# NVIDIA control panel: adjust desktop size and position



## neofan3 (Jan 8, 2007)

Nvidia 560 Ti. Asus LCD 22 inch monitor. win 7 64 bit. 2 questions:

1. select a scaling mode: aspect ratio, full screen, no scaling. I don't see any difference in practice ?

2. Perform scaling on: display, GPU. I don't know what the difference between these two ?

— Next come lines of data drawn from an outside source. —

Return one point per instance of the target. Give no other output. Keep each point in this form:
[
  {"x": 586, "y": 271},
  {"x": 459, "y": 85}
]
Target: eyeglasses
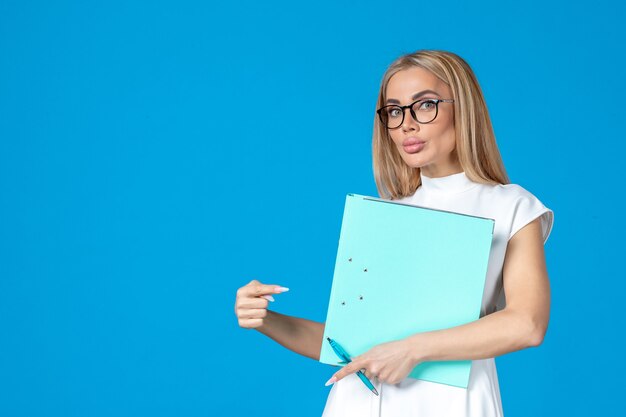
[{"x": 423, "y": 111}]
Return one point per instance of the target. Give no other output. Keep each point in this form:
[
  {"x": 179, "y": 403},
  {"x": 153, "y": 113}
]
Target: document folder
[{"x": 402, "y": 269}]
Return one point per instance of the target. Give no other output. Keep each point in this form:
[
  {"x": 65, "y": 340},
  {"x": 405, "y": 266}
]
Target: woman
[{"x": 434, "y": 146}]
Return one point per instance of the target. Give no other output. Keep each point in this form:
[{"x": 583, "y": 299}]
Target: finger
[
  {"x": 250, "y": 323},
  {"x": 257, "y": 290},
  {"x": 255, "y": 313},
  {"x": 343, "y": 372},
  {"x": 255, "y": 302}
]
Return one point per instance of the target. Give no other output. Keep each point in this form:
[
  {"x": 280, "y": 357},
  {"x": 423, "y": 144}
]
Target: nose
[{"x": 409, "y": 122}]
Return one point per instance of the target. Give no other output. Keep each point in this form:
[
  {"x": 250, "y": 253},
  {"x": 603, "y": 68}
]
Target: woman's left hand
[{"x": 389, "y": 362}]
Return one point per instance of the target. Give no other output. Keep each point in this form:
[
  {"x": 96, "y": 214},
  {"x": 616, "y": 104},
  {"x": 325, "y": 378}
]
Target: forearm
[
  {"x": 492, "y": 335},
  {"x": 299, "y": 335}
]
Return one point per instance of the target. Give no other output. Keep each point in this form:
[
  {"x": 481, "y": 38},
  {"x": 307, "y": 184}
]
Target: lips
[{"x": 411, "y": 141}]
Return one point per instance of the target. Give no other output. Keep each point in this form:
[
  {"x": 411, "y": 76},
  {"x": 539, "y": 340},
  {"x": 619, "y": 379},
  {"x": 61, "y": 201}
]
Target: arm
[
  {"x": 521, "y": 324},
  {"x": 300, "y": 335}
]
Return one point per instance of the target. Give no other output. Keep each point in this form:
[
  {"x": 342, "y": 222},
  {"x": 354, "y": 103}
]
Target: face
[{"x": 435, "y": 151}]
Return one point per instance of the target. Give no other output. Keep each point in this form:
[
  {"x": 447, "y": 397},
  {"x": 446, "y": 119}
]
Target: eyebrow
[{"x": 415, "y": 96}]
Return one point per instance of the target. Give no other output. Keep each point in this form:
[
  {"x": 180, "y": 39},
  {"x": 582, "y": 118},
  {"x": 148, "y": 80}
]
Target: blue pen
[{"x": 344, "y": 355}]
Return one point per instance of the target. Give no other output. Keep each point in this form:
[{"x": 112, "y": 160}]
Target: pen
[{"x": 344, "y": 355}]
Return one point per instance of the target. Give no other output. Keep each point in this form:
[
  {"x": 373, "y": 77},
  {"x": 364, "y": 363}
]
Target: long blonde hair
[{"x": 475, "y": 140}]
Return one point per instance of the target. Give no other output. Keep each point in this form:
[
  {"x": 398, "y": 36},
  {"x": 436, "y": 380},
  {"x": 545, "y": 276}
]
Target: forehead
[{"x": 403, "y": 84}]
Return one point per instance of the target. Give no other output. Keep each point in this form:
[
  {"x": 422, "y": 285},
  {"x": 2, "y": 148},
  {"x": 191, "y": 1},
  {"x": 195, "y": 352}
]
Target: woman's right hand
[{"x": 252, "y": 301}]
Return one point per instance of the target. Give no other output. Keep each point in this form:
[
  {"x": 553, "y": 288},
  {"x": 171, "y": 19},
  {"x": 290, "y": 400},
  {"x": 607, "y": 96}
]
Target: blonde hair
[{"x": 475, "y": 140}]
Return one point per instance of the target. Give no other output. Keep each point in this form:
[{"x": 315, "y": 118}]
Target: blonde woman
[{"x": 434, "y": 146}]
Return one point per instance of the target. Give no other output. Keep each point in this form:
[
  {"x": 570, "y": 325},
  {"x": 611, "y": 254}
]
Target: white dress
[{"x": 512, "y": 207}]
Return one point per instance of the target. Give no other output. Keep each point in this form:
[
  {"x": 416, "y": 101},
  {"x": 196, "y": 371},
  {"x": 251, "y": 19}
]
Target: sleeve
[{"x": 527, "y": 208}]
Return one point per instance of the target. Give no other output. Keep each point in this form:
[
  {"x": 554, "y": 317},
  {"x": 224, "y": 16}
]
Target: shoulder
[{"x": 522, "y": 207}]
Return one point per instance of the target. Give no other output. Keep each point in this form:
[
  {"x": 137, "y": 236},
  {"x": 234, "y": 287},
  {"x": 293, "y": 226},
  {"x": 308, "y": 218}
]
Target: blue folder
[{"x": 403, "y": 269}]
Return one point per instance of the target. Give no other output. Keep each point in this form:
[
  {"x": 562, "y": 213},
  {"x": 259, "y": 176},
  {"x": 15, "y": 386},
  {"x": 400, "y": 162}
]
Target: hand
[
  {"x": 389, "y": 362},
  {"x": 252, "y": 301}
]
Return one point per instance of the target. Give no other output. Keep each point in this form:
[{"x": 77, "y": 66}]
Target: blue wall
[{"x": 156, "y": 156}]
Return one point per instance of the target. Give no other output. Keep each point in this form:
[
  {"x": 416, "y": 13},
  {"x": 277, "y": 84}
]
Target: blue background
[{"x": 156, "y": 156}]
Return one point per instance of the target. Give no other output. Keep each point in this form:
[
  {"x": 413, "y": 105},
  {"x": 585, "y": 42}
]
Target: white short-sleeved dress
[{"x": 512, "y": 207}]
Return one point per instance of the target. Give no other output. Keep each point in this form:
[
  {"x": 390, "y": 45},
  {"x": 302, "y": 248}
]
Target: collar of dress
[{"x": 450, "y": 184}]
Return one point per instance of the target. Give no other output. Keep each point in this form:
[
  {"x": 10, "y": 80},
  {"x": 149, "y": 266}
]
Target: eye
[
  {"x": 427, "y": 105},
  {"x": 393, "y": 112}
]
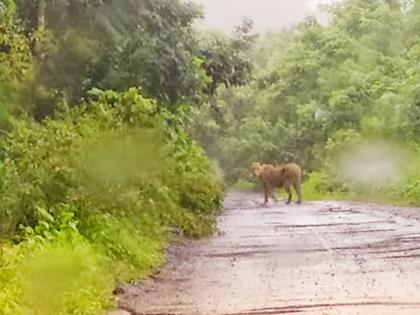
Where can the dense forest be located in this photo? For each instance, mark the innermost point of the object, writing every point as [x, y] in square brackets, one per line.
[122, 124]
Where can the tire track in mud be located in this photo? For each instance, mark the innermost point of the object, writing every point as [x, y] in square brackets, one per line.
[317, 258]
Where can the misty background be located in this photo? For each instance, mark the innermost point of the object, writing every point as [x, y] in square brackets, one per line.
[267, 15]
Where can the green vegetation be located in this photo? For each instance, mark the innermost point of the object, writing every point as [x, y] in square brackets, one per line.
[116, 119]
[340, 99]
[98, 170]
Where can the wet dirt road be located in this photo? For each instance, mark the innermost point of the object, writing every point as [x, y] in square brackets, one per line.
[316, 258]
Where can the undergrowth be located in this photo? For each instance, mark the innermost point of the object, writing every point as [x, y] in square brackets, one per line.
[92, 198]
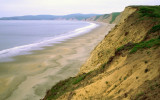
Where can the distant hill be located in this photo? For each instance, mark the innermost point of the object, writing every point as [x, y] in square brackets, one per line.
[51, 17]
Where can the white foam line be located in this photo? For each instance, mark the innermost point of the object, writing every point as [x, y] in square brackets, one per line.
[7, 54]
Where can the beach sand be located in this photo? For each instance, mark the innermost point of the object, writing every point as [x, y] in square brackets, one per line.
[30, 76]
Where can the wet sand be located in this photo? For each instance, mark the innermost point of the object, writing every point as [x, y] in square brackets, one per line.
[30, 76]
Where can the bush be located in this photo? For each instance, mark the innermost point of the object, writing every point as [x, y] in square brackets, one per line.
[145, 44]
[114, 15]
[155, 28]
[150, 11]
[80, 78]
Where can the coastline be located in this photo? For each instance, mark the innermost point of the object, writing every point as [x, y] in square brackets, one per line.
[30, 76]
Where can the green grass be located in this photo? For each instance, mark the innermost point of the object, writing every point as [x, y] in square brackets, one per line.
[155, 28]
[80, 78]
[114, 15]
[120, 48]
[145, 44]
[139, 95]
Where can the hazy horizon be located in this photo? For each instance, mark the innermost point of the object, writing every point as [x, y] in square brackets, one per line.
[65, 7]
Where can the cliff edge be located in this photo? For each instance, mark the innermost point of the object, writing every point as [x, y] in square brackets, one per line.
[124, 66]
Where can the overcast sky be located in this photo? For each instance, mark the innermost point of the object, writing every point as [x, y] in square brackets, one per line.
[63, 7]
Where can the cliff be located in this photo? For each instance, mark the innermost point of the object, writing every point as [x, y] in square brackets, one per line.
[124, 66]
[112, 18]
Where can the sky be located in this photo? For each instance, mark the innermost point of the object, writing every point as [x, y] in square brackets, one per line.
[63, 7]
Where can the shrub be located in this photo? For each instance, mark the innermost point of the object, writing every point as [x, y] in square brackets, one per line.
[155, 28]
[150, 11]
[114, 15]
[145, 44]
[80, 78]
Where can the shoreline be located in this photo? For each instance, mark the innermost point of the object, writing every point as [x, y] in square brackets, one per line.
[30, 76]
[7, 55]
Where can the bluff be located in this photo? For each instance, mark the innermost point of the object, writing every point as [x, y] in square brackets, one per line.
[124, 66]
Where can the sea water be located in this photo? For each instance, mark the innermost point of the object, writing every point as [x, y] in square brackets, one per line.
[21, 37]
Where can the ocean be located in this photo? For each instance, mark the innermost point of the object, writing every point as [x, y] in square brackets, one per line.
[21, 37]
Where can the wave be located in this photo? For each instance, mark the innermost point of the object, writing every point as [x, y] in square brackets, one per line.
[7, 54]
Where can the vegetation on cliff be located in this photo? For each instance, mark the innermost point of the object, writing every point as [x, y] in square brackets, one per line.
[127, 57]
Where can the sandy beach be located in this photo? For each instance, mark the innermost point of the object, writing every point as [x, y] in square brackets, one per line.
[30, 76]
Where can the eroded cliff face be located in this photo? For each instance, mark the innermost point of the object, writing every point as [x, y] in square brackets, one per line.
[115, 70]
[112, 18]
[122, 33]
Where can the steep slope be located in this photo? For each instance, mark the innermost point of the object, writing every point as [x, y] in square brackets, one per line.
[125, 65]
[112, 18]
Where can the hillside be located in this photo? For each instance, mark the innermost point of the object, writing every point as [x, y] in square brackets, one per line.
[112, 18]
[124, 66]
[51, 17]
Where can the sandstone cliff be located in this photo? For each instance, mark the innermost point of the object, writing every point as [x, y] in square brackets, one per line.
[112, 18]
[124, 66]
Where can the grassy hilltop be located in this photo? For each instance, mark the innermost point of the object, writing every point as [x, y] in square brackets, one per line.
[125, 65]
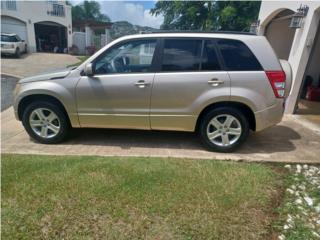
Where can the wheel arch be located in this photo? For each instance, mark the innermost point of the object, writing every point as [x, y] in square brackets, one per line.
[245, 109]
[39, 97]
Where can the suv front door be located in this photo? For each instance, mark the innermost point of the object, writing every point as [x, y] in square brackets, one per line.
[190, 78]
[118, 94]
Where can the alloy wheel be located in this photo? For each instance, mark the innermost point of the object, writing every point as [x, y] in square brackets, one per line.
[224, 130]
[45, 123]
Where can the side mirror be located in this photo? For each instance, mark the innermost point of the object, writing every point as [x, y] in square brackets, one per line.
[88, 69]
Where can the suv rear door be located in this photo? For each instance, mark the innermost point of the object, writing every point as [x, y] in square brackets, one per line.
[190, 77]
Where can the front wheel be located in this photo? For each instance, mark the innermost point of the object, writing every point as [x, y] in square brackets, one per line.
[223, 129]
[45, 122]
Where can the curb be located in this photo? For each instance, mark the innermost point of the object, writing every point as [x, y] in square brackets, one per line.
[11, 75]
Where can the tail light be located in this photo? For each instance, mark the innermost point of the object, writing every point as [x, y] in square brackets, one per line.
[278, 82]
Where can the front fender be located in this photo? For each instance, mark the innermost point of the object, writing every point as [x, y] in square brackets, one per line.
[65, 94]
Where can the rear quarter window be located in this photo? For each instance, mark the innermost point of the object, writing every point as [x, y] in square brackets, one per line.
[237, 56]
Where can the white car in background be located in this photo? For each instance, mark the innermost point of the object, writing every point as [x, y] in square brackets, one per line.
[11, 44]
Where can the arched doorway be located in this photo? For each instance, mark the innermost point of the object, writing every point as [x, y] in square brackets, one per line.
[51, 37]
[279, 34]
[14, 25]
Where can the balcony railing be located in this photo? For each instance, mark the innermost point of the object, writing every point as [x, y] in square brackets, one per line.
[9, 5]
[56, 9]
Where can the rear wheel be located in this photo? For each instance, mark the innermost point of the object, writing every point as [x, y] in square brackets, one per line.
[45, 122]
[223, 129]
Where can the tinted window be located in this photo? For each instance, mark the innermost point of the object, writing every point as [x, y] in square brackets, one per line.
[181, 55]
[6, 38]
[237, 56]
[209, 57]
[130, 57]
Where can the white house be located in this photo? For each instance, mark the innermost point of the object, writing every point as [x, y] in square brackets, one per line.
[44, 25]
[292, 28]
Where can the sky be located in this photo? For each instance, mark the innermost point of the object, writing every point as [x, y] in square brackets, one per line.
[135, 12]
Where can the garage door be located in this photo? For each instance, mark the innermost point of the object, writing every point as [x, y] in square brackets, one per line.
[12, 25]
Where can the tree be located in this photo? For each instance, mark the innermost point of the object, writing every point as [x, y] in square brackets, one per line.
[89, 10]
[207, 15]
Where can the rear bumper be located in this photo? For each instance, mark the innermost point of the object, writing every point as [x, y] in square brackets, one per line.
[269, 116]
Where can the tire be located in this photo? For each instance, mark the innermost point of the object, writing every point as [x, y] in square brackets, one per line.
[17, 54]
[215, 124]
[60, 124]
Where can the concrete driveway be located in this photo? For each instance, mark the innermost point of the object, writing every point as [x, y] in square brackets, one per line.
[34, 63]
[287, 142]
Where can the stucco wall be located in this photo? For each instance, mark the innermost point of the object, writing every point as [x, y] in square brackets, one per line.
[280, 37]
[314, 68]
[32, 12]
[301, 47]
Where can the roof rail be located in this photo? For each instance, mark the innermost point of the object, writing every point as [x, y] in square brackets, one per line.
[198, 31]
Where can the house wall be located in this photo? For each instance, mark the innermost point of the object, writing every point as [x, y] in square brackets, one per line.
[32, 12]
[314, 67]
[280, 36]
[302, 43]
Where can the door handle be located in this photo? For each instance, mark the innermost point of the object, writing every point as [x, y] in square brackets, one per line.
[141, 84]
[215, 82]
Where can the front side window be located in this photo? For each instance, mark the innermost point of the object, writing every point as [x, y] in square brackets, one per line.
[181, 55]
[130, 57]
[237, 56]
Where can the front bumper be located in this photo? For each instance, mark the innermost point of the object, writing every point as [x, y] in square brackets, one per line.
[269, 116]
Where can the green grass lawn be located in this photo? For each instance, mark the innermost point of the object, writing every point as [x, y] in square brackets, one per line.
[60, 197]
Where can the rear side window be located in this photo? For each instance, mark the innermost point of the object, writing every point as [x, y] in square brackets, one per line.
[237, 56]
[181, 55]
[209, 57]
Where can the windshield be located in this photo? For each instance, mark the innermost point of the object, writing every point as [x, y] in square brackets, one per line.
[6, 38]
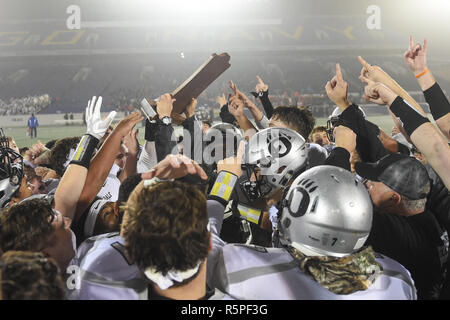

I tried to figure out but don't see any difference between them.


----------



## leroys1000 (Aug 16, 2007)

If your monitor is running full screen at it's native
resolution and the image fills the screen,you
probably won't see any difference as those settings
are used to compensate for an image on the display
that is too big or does not fill the screen.
The other decides whether to use the monitors
hardware or the video cards hardware to do the scaling.
Say you hooked up an HDTV and there were black bars around the picture.
You could try to scale it to fit.


----------



## neofan3 (Jan 8, 2007)

No, I set my monitor at 4:3.

Still the question #2, what is the difference of scaling on display and that on GPU ?


----------



## leroys1000 (Aug 16, 2007)

Scaling on the dislay uses the hardware in the monitor
to do the actual scaling.
Scaling on the GPU uses the video card hardware to
do the scaling.
Why do you have your monitor set at 4:3,isn't
that a 16:9 monitor?


----------



## artvaro (Nov 17, 2012)

Thank


----------